Левая нога оказалась сломанной в двух местах, а стопа превратилась в крошево. Хирург решил ногу отнять, чтобы она не отняла у отца жизнь.
Болезнь наступала… Она вознамерилась сделать с отцом то, от чего уберегла его Ольга. Медсестра выносила людей с поля боя гораздо быстрее, чем их выносили и вывозили с «поля давки».
Абрам Абрамович все-таки попал в похоронную процессию… Но лишь для того, чтобы, после отчаянного маминого звонка из какой-то чужой квартиры старинного дома, стремительно разыскать нас. А разыскав, он направил маршрут «скорой помощи» к своему давнему другу-хирургу, который не учился вместе с ним и отцом.
Когда боль под напором лекарств чуть-чуть отступила и позволила отцу отвечать на вопросы, хирург спросил:
– Вас не смущает, что моя фамилия Эпштейн?
– Почему вы об этом спрашиваете?
– Мне предстоит сделать вам серьезную операцию… Вы бывший фронтовик, и поэтому не буду скрывать: очень серьезную операцию.
– Операцию или ампутацию?
– Я постараюсь, чтобы ампутация была минимальной. Тогда вы сможете без особых мучений пользоваться протезом. Одним словом, поборемся. Но вы не боитесь?
– Не боюсь, — ответил отец-Герой.
– Нет, не операции… А меня?
– Вас?!
– Ну да… Я ведь еврей в белом халате. А вдруг «убийца в белом халате»? Вы как раз о таких говорили по радио. Я редко слушаю, но случайно так получилось… Услышал. Вы даже, помнится, призывали? В общем, как хирург не могу более разглагольствовать на эту тему. Вы — пациент в состоянии «крайней тяжести». И все-таки спрошу: вы даете согласие? — отец закрыл глаза. — Вы согласны?
– Согласен. И простите меня.
Хирург Яков Моисеевич Эпштейн, все ближайшие друзья и коллеги которого были арестованы, а некоторые к тому времени и расстреляны, не отдал на растерзание беде отцовскую жизнь, не уступил. И даже отстоял переломанную в двух местах ногу. Ее, однако, он отстоял не всю. Раздробленную стопу и нижнюю часть голени Яков Моисеевич вынужден был уступить. Это и была, как он обещал, «минимальная ампутация».

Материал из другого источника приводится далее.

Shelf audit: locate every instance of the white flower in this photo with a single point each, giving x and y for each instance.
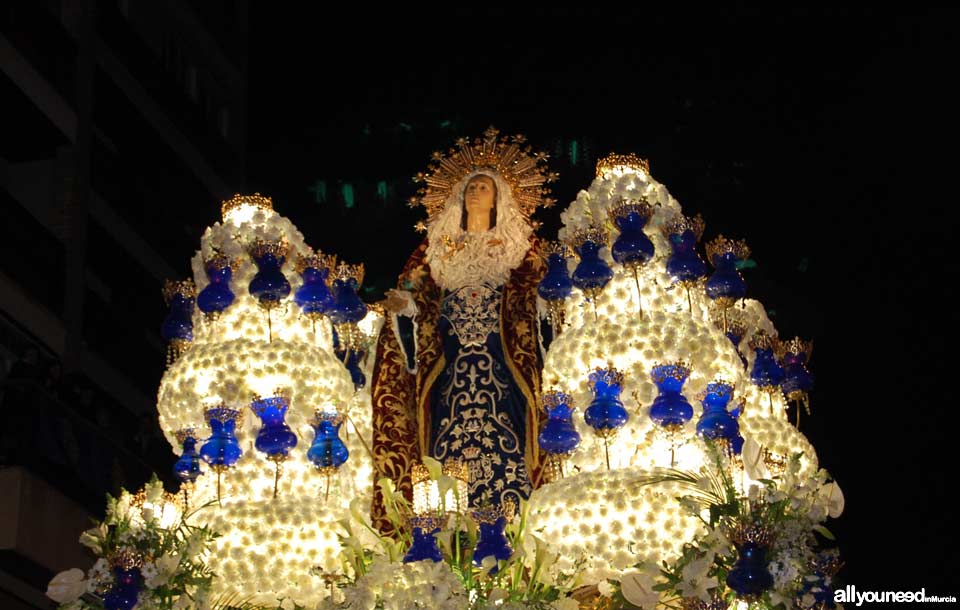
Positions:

– Гитлер не смог отнять у тебя ногу, — сказал Анекдот, навещая отца в послеоперационном отделении, куда его «по знакомству» пустил друг-хирург. — Гитлер не смог… А твой главный кумир, уже мертвый, отнял. Дотянулся с того света. Правда, Яша Эпштейн не позволил осуществить план вождя полностью. Все остальные планы выполнялись и перевыполнялись, а этот — нет. Опять еврей помешал!